If I had to pick any “negatives” for this film they would be with how it portrays Roman Sionis/Black Mask (Ewan McGregor), Victor Zsasz (Chris Messina), and Cassandra Cain (Ella Jay Basco). I think both McGregor and Messina did a good job portraying bad guys, but they didn’t remind me of the characters I’m familiar with from the animated series and/or comics. Black Mask was close, but a little too extra (for lack of a better word…) That being said- if this was done on purpose, maybe to portray Sionis as Harley Quinn perceives him- I’m totally okay with it. Messina’s version of Zsasz was menacing and obviously nuts, but not enough so to be recognized as Zsasz from the comics and animated series. His trademark scars were also less prominent which made him almost unrecognizable as Zsasz.
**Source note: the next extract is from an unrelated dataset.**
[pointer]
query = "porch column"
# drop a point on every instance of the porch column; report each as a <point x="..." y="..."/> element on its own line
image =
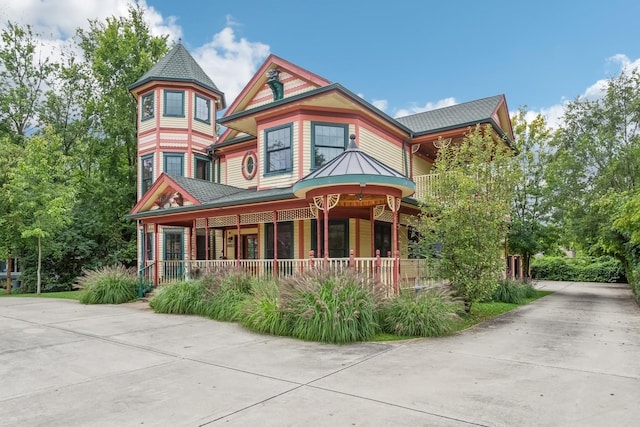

Also, Cassandra Cain’s backstory was completely left out.. She’s a well-known character and many people know who she eventually becomes (being vague to avoid potential spoilers…) but Birds of Prey didn’t pull from any of the half dozen or so backstories she’s been given in the comics. The last complaint I have is with the title, Birds of Prey. The movie isn’t about the Birds of Prey, it’s about Harley Quinn. Yes, they make an appearance, but the title leads you to believe that Harley is a member of the Birds of Prey or that they’re the focus of the film. I think the title could be one of the things making long time Batman fans think twice before seeing it.
Birds of Prey is a female directed, written, and produced action flick. It’s something anyone old enough to see an R-rated movie can enjoy. It brings accurate portrayals of beloved characters to the big screen, along with comic book worthy action sequences and witty dialogue. It’s a fantabulous movie, with important embedded messages that will probably remain at the top of my ranked “Films of 2020” list and it’s possibly my favorite comic book movie ever. Please give it a chance and see it on the biggest screen possible.